Vectorizing with gather/scatter instrinsics

On PowerPC, we do not have instructions for gather/scatter. However, we would like to enable the intrinsic for the purpose of vectorization. After enabling the intrinsic, we could enable the hook forceScalarizeMaskedGather to scalarize the intrinsic from ScalarizeMaskedMemIntrin.cpp.
However, we are noting an issue with the way this instrisic is vectorized.

For example, consider this IR after vectorizing:

vector.body:                                      ; preds = %vector.body, %vector.ph
  %lsr.iv14 = phi i64 [ %lsr.iv.next15, %vector.body ], [ 0, %vector.ph ]
  %index = phi i64 [ 0, %vector.ph ], [ %index.next, %vector.body ]
  %uglygep16 = getelementptr i8, ptr %bb, i64 %lsr.iv14
  %wide.load = load <4 x i32>, ptr %uglygep16, align 4, !tbaa !5
  %0 = sext <4 x i32> %wide.load to <4 x i64>
  %1 = getelementptr inbounds i32, ptr %aa, <4 x i64> %0
  %wide.masked.gather = call <4 x i32> @llvm.masked.gather.v4i32.v4p0(<4 x ptr> %1, i32 4, <4 x i1> <i1 true, i1 true, i1 true, i1 true>, <4 x i32> undef), !tbaa !5
  %uglygep17 = getelementptr i8, ptr %cc, i64 %lsr.iv14
  %wide.load11 = load <4 x i32>, ptr %uglygep17, align 4, !tbaa !5
  %2 = add nsw <4 x i32> %wide.load11, %wide.masked.gather
  store <4 x i32> %2, ptr %uglygep17, align 4, !tbaa !5
  %index.next = add nuw i64 %index, 4
  %lsr.iv.next15 = add nuw nsw i64 %lsr.iv14, 16
  %3 = icmp eq i64 %index.next, %n.vec
  br i1 %3, label %middle.block, label %vector.body, !llvm.loop !9

Because the first argument to llvm.masked.gather.v4i32.v4p0 is <4 x ptr>, and the entire loop is vectorized, there is an overhead to insert and extract the addresses needed for the gather intrinsic into the vector registers.

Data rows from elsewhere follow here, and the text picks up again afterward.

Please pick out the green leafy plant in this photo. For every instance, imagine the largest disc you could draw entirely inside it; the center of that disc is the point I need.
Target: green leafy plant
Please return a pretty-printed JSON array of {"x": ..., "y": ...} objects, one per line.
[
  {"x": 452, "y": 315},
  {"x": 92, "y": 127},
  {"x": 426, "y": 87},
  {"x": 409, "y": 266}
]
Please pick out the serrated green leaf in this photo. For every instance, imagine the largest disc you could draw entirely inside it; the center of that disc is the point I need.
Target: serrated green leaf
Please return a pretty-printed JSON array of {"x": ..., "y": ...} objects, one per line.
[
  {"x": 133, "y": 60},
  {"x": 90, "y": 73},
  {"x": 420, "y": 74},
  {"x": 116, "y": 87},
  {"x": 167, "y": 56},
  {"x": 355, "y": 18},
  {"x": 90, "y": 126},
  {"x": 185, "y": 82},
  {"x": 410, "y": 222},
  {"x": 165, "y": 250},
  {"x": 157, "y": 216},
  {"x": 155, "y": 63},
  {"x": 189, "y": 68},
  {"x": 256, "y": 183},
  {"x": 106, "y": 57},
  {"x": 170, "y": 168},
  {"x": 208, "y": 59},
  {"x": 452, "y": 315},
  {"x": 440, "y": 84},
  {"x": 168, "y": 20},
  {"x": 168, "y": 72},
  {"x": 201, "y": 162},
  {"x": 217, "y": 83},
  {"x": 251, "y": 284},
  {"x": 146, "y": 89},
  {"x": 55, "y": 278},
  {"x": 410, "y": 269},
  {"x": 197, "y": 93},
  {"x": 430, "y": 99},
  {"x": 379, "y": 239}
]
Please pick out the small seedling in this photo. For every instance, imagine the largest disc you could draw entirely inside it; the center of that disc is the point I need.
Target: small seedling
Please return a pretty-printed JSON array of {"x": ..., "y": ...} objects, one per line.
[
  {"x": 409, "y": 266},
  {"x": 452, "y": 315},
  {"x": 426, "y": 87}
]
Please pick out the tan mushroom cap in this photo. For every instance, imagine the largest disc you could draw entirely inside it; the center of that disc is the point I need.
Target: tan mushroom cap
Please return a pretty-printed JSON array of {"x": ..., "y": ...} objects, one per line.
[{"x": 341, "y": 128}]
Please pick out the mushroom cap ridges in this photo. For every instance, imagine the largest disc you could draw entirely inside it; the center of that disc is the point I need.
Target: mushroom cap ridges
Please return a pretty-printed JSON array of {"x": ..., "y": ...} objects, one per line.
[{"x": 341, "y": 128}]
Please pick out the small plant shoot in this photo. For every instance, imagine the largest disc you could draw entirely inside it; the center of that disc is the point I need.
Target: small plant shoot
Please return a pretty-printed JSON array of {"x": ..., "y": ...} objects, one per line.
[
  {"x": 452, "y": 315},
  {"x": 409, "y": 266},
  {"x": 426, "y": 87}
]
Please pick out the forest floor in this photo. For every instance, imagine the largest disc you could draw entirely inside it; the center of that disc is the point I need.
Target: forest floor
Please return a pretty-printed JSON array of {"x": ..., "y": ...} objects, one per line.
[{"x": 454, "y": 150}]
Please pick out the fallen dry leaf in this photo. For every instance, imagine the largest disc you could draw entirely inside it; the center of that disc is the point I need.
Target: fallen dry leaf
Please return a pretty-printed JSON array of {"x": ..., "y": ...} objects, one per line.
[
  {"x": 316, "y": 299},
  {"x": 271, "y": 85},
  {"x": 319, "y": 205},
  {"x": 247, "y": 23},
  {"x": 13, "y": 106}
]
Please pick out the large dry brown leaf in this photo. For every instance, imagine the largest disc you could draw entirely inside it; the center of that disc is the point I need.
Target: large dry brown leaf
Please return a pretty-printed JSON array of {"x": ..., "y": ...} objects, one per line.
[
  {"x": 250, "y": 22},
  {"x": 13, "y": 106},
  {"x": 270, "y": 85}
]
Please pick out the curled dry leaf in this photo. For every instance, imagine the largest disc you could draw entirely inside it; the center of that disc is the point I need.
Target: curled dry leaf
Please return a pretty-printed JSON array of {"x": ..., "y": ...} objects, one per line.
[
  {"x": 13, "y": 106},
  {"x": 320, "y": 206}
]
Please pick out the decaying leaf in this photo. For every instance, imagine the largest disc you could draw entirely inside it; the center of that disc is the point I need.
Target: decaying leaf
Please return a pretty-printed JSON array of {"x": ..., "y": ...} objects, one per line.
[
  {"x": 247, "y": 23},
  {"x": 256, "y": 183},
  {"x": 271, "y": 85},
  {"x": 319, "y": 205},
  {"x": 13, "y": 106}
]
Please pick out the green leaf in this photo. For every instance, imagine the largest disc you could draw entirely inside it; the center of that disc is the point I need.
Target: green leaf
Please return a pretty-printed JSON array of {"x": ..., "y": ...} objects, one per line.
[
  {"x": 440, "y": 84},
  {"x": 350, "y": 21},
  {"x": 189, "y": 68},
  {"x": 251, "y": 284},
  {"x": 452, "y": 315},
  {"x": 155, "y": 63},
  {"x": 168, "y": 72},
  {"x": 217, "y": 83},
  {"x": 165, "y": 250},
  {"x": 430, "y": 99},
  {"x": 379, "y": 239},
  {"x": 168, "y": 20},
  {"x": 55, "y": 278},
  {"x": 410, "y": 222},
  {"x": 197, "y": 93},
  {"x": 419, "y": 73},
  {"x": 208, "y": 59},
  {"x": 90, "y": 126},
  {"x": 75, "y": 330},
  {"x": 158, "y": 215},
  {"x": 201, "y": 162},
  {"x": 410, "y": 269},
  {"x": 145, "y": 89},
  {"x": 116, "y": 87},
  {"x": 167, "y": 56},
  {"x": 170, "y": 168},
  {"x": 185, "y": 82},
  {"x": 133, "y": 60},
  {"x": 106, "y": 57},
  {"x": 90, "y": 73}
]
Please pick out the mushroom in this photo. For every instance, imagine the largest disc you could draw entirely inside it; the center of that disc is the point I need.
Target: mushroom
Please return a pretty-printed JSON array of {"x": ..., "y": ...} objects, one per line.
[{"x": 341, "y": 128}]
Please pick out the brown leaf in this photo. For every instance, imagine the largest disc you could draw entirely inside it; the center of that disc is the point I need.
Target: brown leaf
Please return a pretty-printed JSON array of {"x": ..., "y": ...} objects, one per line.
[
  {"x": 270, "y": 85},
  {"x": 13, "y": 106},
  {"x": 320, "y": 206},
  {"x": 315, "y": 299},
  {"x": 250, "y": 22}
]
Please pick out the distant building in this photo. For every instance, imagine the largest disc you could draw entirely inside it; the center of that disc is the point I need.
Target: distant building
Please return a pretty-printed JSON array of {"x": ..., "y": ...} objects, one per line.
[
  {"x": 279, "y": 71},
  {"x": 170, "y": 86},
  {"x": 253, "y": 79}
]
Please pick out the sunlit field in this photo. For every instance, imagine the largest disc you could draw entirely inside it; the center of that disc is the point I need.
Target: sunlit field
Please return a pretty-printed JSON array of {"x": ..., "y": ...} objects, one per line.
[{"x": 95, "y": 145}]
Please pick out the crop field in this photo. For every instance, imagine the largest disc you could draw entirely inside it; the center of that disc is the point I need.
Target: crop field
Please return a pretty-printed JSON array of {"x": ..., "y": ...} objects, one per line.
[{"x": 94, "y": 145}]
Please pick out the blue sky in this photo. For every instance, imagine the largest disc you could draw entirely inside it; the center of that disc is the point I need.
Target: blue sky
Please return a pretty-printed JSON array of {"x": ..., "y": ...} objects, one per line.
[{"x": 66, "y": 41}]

Ideally we would like to have 4 separate loads rather than one wide.load of <4xi32> and use those 4 separate loads to get the 4 separate addresses that can individually be passed to llvm.masked.gather.v4i32.v4p0.

Three ideas we have for implementing this scalarization of the address calculation are:

  1. Having complete custom lowering in the backend to scalarize what we need
  2. Having a target hook called from ScalarizeMaskedMemIntrin.cpp which would ask the target if they want to scalarize both the gather instrinsic and the address calculations
  3. Having the vectorizer to partially vectorize this in a way that the address calculations are kept scalar

The third option seems the cleanest, but I don’t have much experience with the LoopVectorizer. Is this something that can be implemented well with the LoopVectorizer? Other targets might also benefit from such a partial vectorization. For example, any architecture that does not have memory access instructions where the addresses reside in the vector unit. The benefit would come from being able to perform SIMD operations on data that is in non-consecutive memory even without HW support for gather/scatter memory access instructions.

@fhahn Hi Florian, could you please provide some guidance/feedback regarding how this may be vectorized to have scalar address loads?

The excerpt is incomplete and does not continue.